A Berlin refrigerated bus driver loads a car with sleeping bags in 2021
Photo: Britta Pedersen / picture alliance / dpa
There is a lack of space in the emergency shelters of the Berlin Cold Aid for the homeless. "For a few days now, the facilities have been really full," said Ursula Schoen of the League of Umbrella Associations of Independent Welfare Services. On Wednesday, the average occupancy rate had risen to 97 percent. The week before, the occupancy rate of the approximately 1080 seats was still about 93 percent on average.
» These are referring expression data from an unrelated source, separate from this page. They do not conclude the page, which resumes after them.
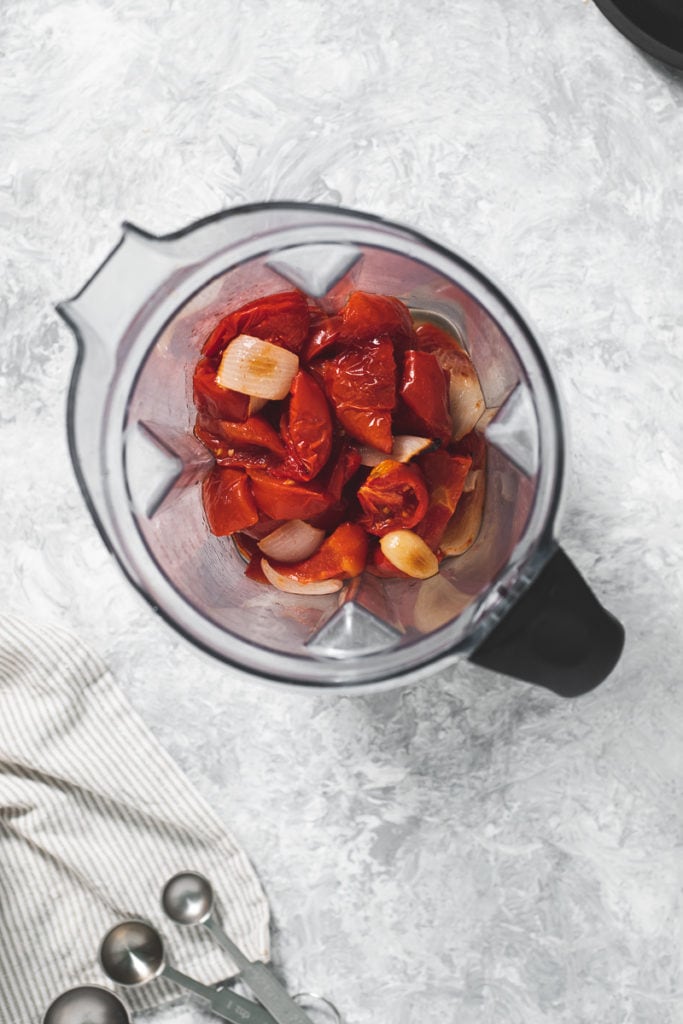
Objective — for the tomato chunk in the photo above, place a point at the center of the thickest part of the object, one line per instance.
(287, 499)
(367, 315)
(306, 428)
(341, 556)
(228, 504)
(425, 394)
(393, 497)
(445, 476)
(360, 383)
(252, 443)
(214, 400)
(283, 318)
(346, 464)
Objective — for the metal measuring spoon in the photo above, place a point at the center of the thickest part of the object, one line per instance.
(132, 953)
(87, 1005)
(187, 899)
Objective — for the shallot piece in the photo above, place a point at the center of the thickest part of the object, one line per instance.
(409, 553)
(290, 586)
(404, 448)
(292, 542)
(257, 368)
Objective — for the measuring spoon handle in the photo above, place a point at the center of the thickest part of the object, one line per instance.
(225, 1004)
(262, 982)
(274, 997)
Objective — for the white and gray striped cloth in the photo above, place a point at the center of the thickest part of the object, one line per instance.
(94, 817)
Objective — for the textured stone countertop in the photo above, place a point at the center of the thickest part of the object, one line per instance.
(472, 848)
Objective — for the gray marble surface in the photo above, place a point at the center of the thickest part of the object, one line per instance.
(472, 848)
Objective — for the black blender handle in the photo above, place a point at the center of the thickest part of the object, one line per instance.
(556, 635)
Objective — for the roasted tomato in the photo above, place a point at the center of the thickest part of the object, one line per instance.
(325, 332)
(341, 556)
(252, 443)
(306, 429)
(283, 318)
(213, 400)
(445, 476)
(345, 465)
(393, 497)
(288, 499)
(360, 383)
(367, 316)
(228, 504)
(424, 392)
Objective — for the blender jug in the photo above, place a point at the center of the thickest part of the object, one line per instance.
(513, 602)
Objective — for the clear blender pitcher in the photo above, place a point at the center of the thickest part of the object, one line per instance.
(513, 602)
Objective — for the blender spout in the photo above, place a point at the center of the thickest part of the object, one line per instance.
(105, 305)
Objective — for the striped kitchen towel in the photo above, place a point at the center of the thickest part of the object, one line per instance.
(94, 817)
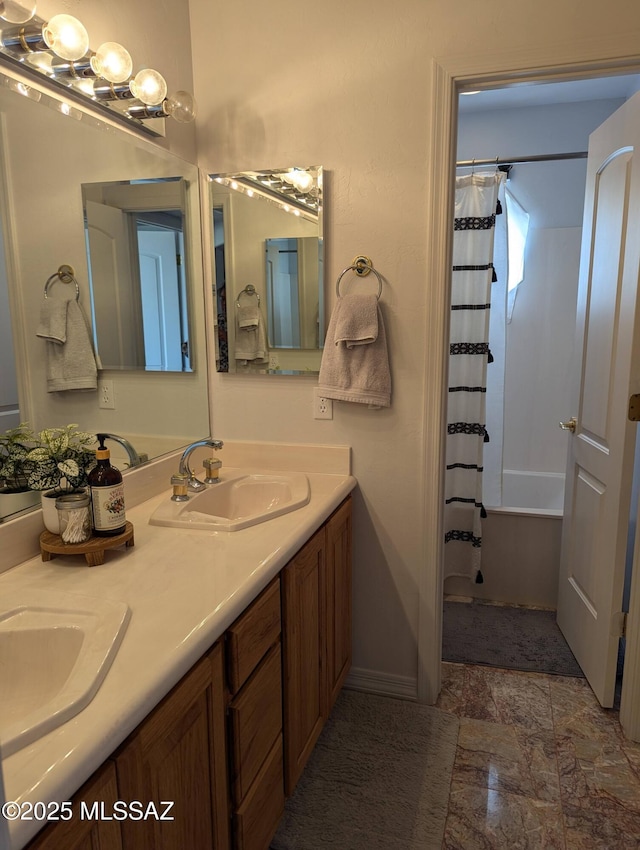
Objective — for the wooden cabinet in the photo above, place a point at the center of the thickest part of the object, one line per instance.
(88, 833)
(254, 671)
(177, 754)
(235, 733)
(316, 636)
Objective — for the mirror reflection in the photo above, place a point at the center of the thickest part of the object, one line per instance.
(268, 268)
(47, 156)
(137, 273)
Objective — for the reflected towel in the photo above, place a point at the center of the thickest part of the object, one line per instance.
(248, 316)
(251, 343)
(359, 371)
(71, 363)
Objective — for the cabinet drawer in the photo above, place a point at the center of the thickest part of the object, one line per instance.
(252, 634)
(256, 820)
(255, 716)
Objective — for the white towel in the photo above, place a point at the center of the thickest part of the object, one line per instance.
(248, 315)
(71, 363)
(357, 368)
(251, 343)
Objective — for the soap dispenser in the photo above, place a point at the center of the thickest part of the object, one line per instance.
(107, 494)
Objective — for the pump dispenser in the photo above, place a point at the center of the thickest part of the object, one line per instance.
(107, 494)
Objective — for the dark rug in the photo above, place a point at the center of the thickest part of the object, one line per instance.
(506, 636)
(378, 778)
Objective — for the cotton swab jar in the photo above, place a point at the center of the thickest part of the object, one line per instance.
(74, 517)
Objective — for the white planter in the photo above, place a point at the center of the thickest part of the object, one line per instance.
(12, 502)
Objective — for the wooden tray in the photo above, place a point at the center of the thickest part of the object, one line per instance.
(93, 549)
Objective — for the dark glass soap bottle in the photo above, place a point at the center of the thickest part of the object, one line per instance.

Due to the lack of space, accommodations have to be overcrowded again and again – some up to 20 percent. In the emergency overnight stay Lehrter Straße of the Berlin City Mission, for example, up to 170 people sleep, although there are actually only 125 sleeping places, as league spokesman Sebastian Peters announced. There is no more room for beds in the rooms. "So the homeless stay in the dining room after dinner and make themselves as comfortable as possible on the floor and benches," Peters said. Blankets are usually available, sleeping bags are in short supply. All cold relief facilities are therefore in urgent need of donations.
According to Ursula Schoen, a total of 400 places are missing. "We can only hope that more places can be created for the longer periods of frost in January."
Since November, one or two cold buses of the diaconal city mission and heat buses of the German Red Cross have been on the road. In the first three weeks of November, around 600 calls were received by the buses of the Berlin City Mission. In the meantime, there are 100 calls per night. From midnight onwards, it becomes particularly difficult to accommodate people in need. "Hardly any accommodation is found, especially for people with limited mobility," says Schoen. They often have to be provided with tea and sleeping bags on the street.
All Berliners are asked to pay attention to homeless people. "See if the people are approachable, if they need anything. Call the cold or heat buses and, in case of emergency, the fire brigade."
Due to the persistent cold, the social city councillor of Friedrichshain-Kreuzberg, Oliver Nöll, had called on the Berliner Verkehrsbetriebe (BVG) on Friday to keep selected subway stations open. The BVG announced that there would be no so-called refrigeration stations. Due to train traffic and high-voltage currents in the track area, the necessary safety could not be provided. In addition, there are no sanitary facilities.